De : users-bounces_at_[hidden] [mailto:users-bounces_at_[hidden]] De la part de John Hearns
Envoyé : vendredi 21 janvier 2011 11:35
À : Open MPI Users
Objet : Re: [OMPI users] Help with some fundamentals
On 20 January 2011 16:50, Olivier SANNIER <Olivier.SANNIER_at_[hidden]> wrote:
> So there is no dynamic discovery of nodes available on the network.
> Unless, of course, if I was to write a tool that would do it before
> the actual run is started.
That is in essence what a batch scheduler does.
OK, to be honest it has to be set up with a list of ths hosts you have in the beginning.
(Actually - any Condor experts here - you can join a Condor pool dynamically can't you?)

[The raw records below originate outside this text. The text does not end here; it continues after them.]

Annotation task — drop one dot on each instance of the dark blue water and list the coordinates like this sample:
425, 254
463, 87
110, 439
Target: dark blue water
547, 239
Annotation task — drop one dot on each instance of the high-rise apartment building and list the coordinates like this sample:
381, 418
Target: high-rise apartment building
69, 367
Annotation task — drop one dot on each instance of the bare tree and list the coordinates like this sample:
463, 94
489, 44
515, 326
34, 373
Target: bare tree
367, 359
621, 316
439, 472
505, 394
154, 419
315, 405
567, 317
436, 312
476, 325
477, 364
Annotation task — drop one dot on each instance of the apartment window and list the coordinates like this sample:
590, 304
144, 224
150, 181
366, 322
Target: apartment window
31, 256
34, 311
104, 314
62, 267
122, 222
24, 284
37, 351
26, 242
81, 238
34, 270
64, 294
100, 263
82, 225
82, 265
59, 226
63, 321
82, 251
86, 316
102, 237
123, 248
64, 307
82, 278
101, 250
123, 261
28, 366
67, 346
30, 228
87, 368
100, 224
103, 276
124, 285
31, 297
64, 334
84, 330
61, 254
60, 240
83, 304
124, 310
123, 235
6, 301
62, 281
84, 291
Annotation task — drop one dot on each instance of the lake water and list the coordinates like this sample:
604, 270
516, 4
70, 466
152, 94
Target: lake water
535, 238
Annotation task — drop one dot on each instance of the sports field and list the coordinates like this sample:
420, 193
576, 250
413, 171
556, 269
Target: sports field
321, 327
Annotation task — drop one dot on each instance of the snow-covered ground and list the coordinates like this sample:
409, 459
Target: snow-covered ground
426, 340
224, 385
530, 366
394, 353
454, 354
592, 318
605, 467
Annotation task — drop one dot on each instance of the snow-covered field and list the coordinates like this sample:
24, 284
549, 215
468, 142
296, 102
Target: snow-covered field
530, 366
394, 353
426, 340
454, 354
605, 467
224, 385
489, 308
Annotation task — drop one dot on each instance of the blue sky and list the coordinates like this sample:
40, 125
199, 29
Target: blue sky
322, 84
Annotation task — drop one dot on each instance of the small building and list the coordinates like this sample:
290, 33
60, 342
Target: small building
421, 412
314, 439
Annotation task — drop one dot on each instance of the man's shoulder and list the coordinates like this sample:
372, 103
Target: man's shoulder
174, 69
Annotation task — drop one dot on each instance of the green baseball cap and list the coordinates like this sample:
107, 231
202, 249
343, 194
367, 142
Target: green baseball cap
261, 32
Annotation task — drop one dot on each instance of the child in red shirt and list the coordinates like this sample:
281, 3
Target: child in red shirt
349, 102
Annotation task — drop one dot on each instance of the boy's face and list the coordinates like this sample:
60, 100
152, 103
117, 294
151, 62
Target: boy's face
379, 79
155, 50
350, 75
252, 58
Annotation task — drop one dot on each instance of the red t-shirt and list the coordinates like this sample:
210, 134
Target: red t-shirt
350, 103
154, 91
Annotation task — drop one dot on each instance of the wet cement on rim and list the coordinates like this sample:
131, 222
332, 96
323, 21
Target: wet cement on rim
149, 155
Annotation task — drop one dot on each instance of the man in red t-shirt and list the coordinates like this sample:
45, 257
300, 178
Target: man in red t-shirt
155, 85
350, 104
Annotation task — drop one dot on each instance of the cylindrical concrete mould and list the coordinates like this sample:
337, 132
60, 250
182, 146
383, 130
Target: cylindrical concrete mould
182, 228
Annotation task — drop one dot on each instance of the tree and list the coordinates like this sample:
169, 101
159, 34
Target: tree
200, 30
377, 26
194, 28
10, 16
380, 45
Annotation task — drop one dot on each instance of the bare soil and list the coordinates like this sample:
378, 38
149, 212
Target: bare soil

Once the batch scheduler knows all the hosts you have available, you run a batch daemon on each machine, for example the PBS Mom process or the Gridengine execd The batch scheduler machine will keep track of which hosts respond - any which do not respond are marked as 'dwon' and you will not be able to schedule jobs on them.

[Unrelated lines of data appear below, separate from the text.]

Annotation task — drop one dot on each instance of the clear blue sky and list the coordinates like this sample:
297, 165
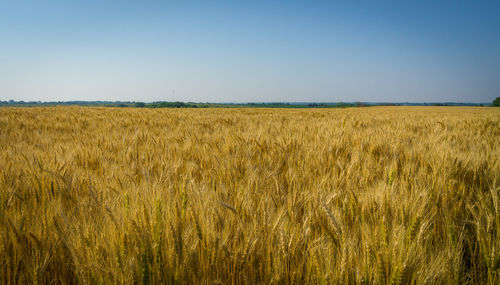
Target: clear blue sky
241, 51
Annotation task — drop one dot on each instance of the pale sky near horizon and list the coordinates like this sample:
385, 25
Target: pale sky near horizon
250, 51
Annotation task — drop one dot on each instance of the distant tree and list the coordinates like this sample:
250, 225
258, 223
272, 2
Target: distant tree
496, 102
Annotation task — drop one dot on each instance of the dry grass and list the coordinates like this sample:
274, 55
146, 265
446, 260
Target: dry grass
365, 195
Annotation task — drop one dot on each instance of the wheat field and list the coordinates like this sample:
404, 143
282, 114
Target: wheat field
372, 195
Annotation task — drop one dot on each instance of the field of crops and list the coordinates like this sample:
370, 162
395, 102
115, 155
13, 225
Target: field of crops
252, 196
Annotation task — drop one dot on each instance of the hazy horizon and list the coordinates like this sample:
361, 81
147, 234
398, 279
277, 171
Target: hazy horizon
431, 51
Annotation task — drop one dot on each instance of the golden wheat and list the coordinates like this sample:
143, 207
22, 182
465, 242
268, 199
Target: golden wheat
364, 195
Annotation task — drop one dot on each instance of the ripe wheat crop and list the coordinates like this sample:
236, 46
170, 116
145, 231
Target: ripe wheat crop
373, 195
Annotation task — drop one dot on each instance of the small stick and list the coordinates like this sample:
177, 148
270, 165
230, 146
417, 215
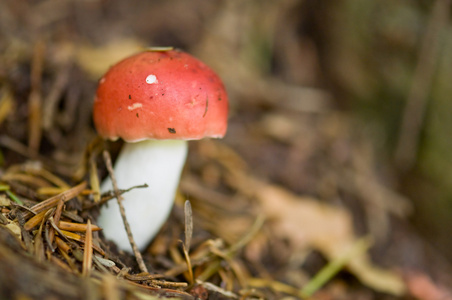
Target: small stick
188, 235
119, 198
88, 251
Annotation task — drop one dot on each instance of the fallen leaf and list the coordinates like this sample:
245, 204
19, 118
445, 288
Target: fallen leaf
307, 223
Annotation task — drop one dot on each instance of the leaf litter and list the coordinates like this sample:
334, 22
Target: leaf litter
262, 204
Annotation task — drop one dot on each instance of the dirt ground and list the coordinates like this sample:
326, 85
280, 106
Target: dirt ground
332, 181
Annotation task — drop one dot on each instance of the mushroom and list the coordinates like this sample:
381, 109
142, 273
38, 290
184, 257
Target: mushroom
155, 101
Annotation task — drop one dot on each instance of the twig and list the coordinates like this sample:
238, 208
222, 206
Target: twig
88, 251
119, 198
188, 235
414, 113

the batch scheduler will decide which hosts are free to run jobs - based on how many jobs are already running on a host, and how busy the host is - indeed you can have your own metrics, such as the numebr of liceses free for commercial software.
the batch scheduler then gives your program a list of hostnames - which you in tuurn use with the 'mpirun' command which actually fires off the MPI processes.
Thanks, that makes it clearer to me now.